Dampak Keputihan Pada Kehamilan Trimester 2

Hampir setiap wanita tidak pernah lepas dari keputihan, sehigga banyak diantara mereka yang menyepelakan hal ini. Wajar saja, keputihan memang tidak terlalu dianggap berbahaya bagi mereka. Tapi benarkah demikian? Jika ditelaah lebih dalam, sebenarnya keputihan merupakan infeksiĀ  yang disebabkan oleh jamur tertentu. Perlu Anda ketahui, keputihan juga dapat mengganggu kesehatan dan apabila terjadi pada ibu hamil bisa mengganggu janin yang sedang dikandung.

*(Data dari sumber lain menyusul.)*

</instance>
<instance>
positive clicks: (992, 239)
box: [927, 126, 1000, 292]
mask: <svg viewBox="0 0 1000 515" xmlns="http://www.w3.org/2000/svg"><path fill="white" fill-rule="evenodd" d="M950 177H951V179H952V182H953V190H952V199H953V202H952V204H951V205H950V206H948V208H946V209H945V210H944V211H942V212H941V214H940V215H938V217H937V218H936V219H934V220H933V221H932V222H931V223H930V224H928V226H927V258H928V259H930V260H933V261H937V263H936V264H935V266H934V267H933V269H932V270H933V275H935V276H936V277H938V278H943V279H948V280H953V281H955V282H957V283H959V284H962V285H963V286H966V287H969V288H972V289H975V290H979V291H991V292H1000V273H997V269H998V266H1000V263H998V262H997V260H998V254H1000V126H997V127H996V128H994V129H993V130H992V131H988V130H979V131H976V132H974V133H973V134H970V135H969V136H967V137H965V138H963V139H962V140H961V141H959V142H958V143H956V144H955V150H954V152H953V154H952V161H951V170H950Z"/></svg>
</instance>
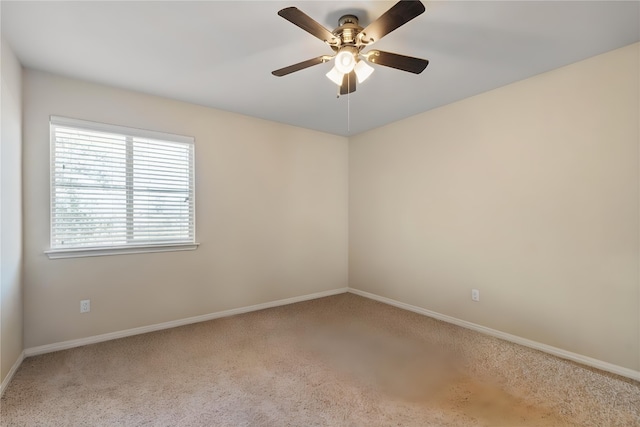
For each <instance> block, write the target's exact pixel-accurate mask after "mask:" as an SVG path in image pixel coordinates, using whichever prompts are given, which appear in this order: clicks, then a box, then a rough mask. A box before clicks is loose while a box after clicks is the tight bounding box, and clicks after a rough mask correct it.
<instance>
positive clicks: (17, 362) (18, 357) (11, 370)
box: [0, 351, 25, 397]
mask: <svg viewBox="0 0 640 427" xmlns="http://www.w3.org/2000/svg"><path fill="white" fill-rule="evenodd" d="M24 358H25V354H24V351H23V352H22V353H20V356H18V359H16V362H15V363H14V364H13V366H12V367H11V369H10V370H9V372H8V373H7V376H6V377H4V380H2V384H1V385H0V397H2V395H4V391H5V390H6V389H7V386H8V385H9V383H10V382H11V380H12V379H13V376H14V375H15V374H16V372H17V371H18V368H19V367H20V365H21V364H22V361H23V360H24Z"/></svg>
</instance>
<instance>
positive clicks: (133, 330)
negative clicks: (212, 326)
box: [3, 287, 349, 390]
mask: <svg viewBox="0 0 640 427" xmlns="http://www.w3.org/2000/svg"><path fill="white" fill-rule="evenodd" d="M348 290H349V288H346V287H345V288H338V289H331V290H328V291H322V292H316V293H313V294H307V295H301V296H297V297H291V298H285V299H281V300H276V301H270V302H265V303H261V304H255V305H250V306H246V307H239V308H233V309H229V310H223V311H218V312H214V313H209V314H203V315H200V316H194V317H187V318H184V319H177V320H171V321H169V322H163V323H157V324H154V325H147V326H140V327H137V328H131V329H125V330H122V331H116V332H108V333H106V334H100V335H93V336H90V337H84V338H78V339H73V340H68V341H61V342H57V343H52V344H45V345H40V346H36V347H30V348H26V349H25V350H24V351H23V356H22V358H23V359H24V358H25V357H30V356H37V355H40V354H45V353H52V352H54V351H60V350H67V349H70V348H74V347H82V346H84V345H89V344H96V343H99V342H104V341H110V340H115V339H118V338H125V337H130V336H133V335H140V334H146V333H148V332H155V331H160V330H163V329H171V328H175V327H178V326H184V325H190V324H192V323H199V322H206V321H208V320H213V319H219V318H222V317H228V316H234V315H236V314H242V313H249V312H251V311H258V310H264V309H267V308H274V307H279V306H283V305H288V304H294V303H297V302H303V301H309V300H313V299H317V298H324V297H328V296H332V295H338V294H344V293H346V292H348ZM20 362H22V360H20ZM18 366H19V364H18ZM16 369H17V367H16ZM7 377H9V376H8V375H7ZM7 384H8V381H7ZM3 387H4V382H3ZM3 390H4V388H3Z"/></svg>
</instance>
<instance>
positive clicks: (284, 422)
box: [0, 294, 640, 427]
mask: <svg viewBox="0 0 640 427" xmlns="http://www.w3.org/2000/svg"><path fill="white" fill-rule="evenodd" d="M0 416H1V417H2V418H1V420H2V425H3V426H233V427H239V426H465V427H466V426H640V383H638V382H635V381H631V380H628V379H624V378H620V377H616V376H615V375H611V374H607V373H604V372H600V371H597V370H594V369H589V368H586V367H583V366H580V365H578V364H575V363H571V362H567V361H564V360H561V359H558V358H555V357H552V356H549V355H545V354H543V353H540V352H538V351H535V350H531V349H528V348H525V347H521V346H518V345H515V344H511V343H507V342H504V341H501V340H498V339H495V338H492V337H488V336H485V335H482V334H479V333H476V332H473V331H469V330H466V329H463V328H459V327H457V326H453V325H450V324H446V323H443V322H440V321H437V320H434V319H430V318H427V317H424V316H421V315H418V314H415V313H411V312H407V311H403V310H400V309H398V308H395V307H391V306H388V305H385V304H381V303H378V302H375V301H371V300H368V299H365V298H362V297H359V296H356V295H353V294H341V295H336V296H333V297H327V298H321V299H317V300H313V301H308V302H303V303H298V304H292V305H288V306H284V307H278V308H273V309H268V310H263V311H258V312H253V313H248V314H242V315H238V316H233V317H228V318H223V319H217V320H213V321H209V322H203V323H199V324H194V325H189V326H184V327H179V328H175V329H170V330H164V331H159V332H153V333H149V334H144V335H138V336H134V337H129V338H123V339H119V340H114V341H109V342H104V343H100V344H94V345H89V346H85V347H80V348H75V349H71V350H65V351H60V352H56V353H49V354H45V355H41V356H36V357H30V358H27V359H26V360H25V361H24V362H23V364H22V366H21V367H20V369H19V370H18V372H17V373H16V375H15V377H14V379H13V381H12V382H11V384H10V385H9V387H8V388H7V390H6V392H5V394H4V396H3V397H2V408H1V409H0Z"/></svg>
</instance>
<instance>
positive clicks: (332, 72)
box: [326, 66, 344, 86]
mask: <svg viewBox="0 0 640 427" xmlns="http://www.w3.org/2000/svg"><path fill="white" fill-rule="evenodd" d="M326 76H327V78H328V79H329V80H331V81H332V82H334V83H335V84H337V85H338V86H342V77H343V76H344V73H341V72H340V71H338V70H337V69H336V67H335V66H334V67H333V68H332V69H331V70H330V71H329V72H328V73H327V74H326Z"/></svg>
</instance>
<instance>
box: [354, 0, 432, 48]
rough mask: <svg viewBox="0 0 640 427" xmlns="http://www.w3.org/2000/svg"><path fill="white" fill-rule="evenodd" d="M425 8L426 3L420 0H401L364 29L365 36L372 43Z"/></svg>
mask: <svg viewBox="0 0 640 427" xmlns="http://www.w3.org/2000/svg"><path fill="white" fill-rule="evenodd" d="M424 10H425V9H424V5H423V4H422V3H421V2H420V1H409V0H403V1H399V2H398V3H396V4H395V5H394V6H393V7H392V8H391V9H389V10H387V11H386V12H385V13H383V14H382V16H380V17H379V18H378V19H376V20H375V21H373V22H372V23H371V24H369V25H368V26H367V27H366V28H365V29H364V30H362V32H363V33H364V34H365V36H364V37H365V38H366V39H370V40H371V41H370V43H373V42H376V41H378V40H380V39H381V38H382V37H384V36H386V35H387V34H389V33H390V32H391V31H393V30H395V29H396V28H398V27H400V26H402V25H404V24H406V23H407V22H409V21H411V20H412V19H413V18H415V17H416V16H418V15H420V14H421V13H422V12H424Z"/></svg>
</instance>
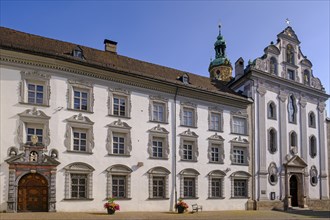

Sebagai contoh adalah keputihan yang tejadi pada kehamilan trimester kedua. Keputihan yang terjadi pada wanita hamil biasanya disebabkan oleh jamur Candida SP. Mereka kerap kali menderita keputihan sejak awal periode kehamilan hingga menjadi semakin parah pada akhir periode kehamilan. Hal ini dikarenakan keadaan vagina wanita hamil sangat lembab, sehingga mempermudah penyebaran dan perkembangbiakan jamur di area vagina. Lalu mengapa keputihan bisa berbahaya bagi janin?

Pada dasarnya janin masih sangat terlindungi ketika ada selaput ketuban ibu berikut dengan air ketuban yang masih dalam kondisi steril. Jika janin masih terlindungi oleh selaput dan air ketuban ini, keputihan ini tidak akan berdampak apapun pada janin. Akan tetapi, ketika terjadi persalinan dimana selaput dan air ketuban pecah, hal ini akan membahayakan bayi karena si bayi mengalami kontak langsung dengan cairan keputihan tersebut. Hal ini bisa menjadikan bayi lahir prematur dan bahkan keguguran jika sudah dalam skala infeksi yang tinggi. Apakah itu saja? Keputihan yang juga disebut dengan infeksi Chlamydia ini bisa berakibat berbagai macam penyakit seperti radang pada otak bayi (ensefalitis), resiko penyakit epilepsi dan lain sebagainya. Adapun jenis infeksi pada keputihan ini cukup bermacam-macam. Jika dibiarkan maka dampaknya pun akan semakin besar terhadap kesehatan ibu yang sedang hamil. Sebagai contoh, infeksi akibat Chlamydia yang terjadi pada ibu hamil, bisa mengakibatkan pecahnya selaput ketuban ketika masa persalinan belum tiba. Jika berada pada tahap parah, bisa mengakibatkan kematian pada bayi yang dilahirkan oleh ibu.

Dengan banyaknya bahaya yang disebabkan oleh keputihan ini hendaknya ibu hamil memperhatikan baik-baik kondisi tubuh dan kehamilannya. Jika terjadi keputihan harus segera diperiksakan ke dokter untuk antisipasi dampak yang bisa ditimbulkan di kemudian hari. Selain itu, rajin-rajin menjaga kebersihan tubuh terutama di wilayah vagina juga sangat penting. Salah satunya adalah menjaga vagina untuk tetap kering dengan membersihkannya setelah buang air kecil atau buang air besar dengan menggunakan tisu atau handuk kering yang lembut. Setidaknya ini akan mengurangi kelembapan pada vagina. Selain itu, sering berganti pakaian dalam yang bersih supaya tidak banyak kuman yang menyebar yang bisa menjadi cikal bakal keputihan.